Wenn der Papst von Reform spricht, dann spricht er meistens vom Amt des Bischofs. Was ja auch selbsterklärend ist, denn das Bischofsamt ist das Leitungsamt. Bereits in Rio, bei seiner ersten großen Reise, hat er den Bischöfen einiges ins Stammbuch geschrieben (“Was Franziskus von den Bischöfen will”), in Evangelii Gaudium ebenfalls.
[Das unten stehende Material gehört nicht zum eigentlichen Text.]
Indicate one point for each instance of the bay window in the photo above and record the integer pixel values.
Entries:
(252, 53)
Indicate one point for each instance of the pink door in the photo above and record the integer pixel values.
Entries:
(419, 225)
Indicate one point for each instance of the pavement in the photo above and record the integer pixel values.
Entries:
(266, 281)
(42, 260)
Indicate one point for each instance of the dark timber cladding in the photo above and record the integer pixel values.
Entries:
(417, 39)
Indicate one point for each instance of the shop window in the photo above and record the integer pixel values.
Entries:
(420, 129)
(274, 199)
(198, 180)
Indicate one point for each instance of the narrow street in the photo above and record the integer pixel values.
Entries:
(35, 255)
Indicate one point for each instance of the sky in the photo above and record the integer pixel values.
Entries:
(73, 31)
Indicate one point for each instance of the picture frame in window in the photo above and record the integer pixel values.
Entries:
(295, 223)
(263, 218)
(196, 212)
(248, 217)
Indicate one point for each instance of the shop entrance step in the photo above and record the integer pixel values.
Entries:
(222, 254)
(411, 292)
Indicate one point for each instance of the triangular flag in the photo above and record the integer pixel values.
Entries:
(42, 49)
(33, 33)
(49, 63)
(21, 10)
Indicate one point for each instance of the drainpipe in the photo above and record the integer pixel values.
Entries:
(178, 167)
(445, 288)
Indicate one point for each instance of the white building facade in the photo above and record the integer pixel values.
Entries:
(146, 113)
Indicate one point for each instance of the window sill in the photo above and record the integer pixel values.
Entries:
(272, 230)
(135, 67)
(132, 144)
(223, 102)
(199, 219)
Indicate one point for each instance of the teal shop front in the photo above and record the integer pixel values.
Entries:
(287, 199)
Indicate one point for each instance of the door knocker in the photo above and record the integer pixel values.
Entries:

Es geht um die „Psychologie von Prinzen“ und dergleichen, „Der Bischof muss leiten, was nicht dasselbe ist wie sich als Herr aufzuspielen“ hat er in Rio gesagt. in Kritik und Warnung vor Versuchungen ist der Papst immer sehr stark.
Es ist auch eine notwendige Debatte, weil die Frage nach Leitung immer wieder laut gestellt wird, was ich hier ja auch schon einmal aufgegriffen habe. Es ist die Frage hinter der Debatte zur Bedeutung der Synode und so weiter.
Aber es geht auch anders herum, was wir heute gesehen haben. Papst Franziskus ändert das Kirchenrecht in Sachen Ehenichtigkeitsverfahren. Und dabei weist er den Bischöfen die zentrale Rolle zu. Bereits in Rio gab es dieses Thema: „Die Bischöfe müssen Hirten sein, nahe am Volk, Väter und Brüder, mit viel Milde; geduldig und barmherzig”.
Deswegen bekommt der Bischof auch in der Kirchenrechtsänderung von heute eine wichtige Rolle. Nicht der Bischof als Bistumsverwaltung, sondern die Person des Bischofs. Er kann nun selber in offensichtlichen Fällen selber entscheiden, ohne dass eine zweite Instanz automatisch involviert wird. Außerdem verfügt der Papst, dass der Bischof das nicht vollständig delegieren darf, er muss also selber an diesen Verfahren beteiligt sein.
Die Frage, ob eine Ehe überhaupt nach katholischem Verständnis eine wirkliche und gültige Ehe ist und jemals war, wird also nun pastoraler. Immer wieder hatte es – nicht zuletzt bei der Synode – Beschwerden gegeben, dass es in vielen Ländern fast unmöglich sei, eine solche Frage beantwortet zu bekommen, weil die Strukturen dazu zu weit weg wären und damit das Ganze viel zu teuer. Das darf nicht sein, sagt Papst Franziskus. Es braucht eine „Bekehrung der Strukturen“, damit diese näher bei den Menschen sind. Es soll und muss pastoraler werden.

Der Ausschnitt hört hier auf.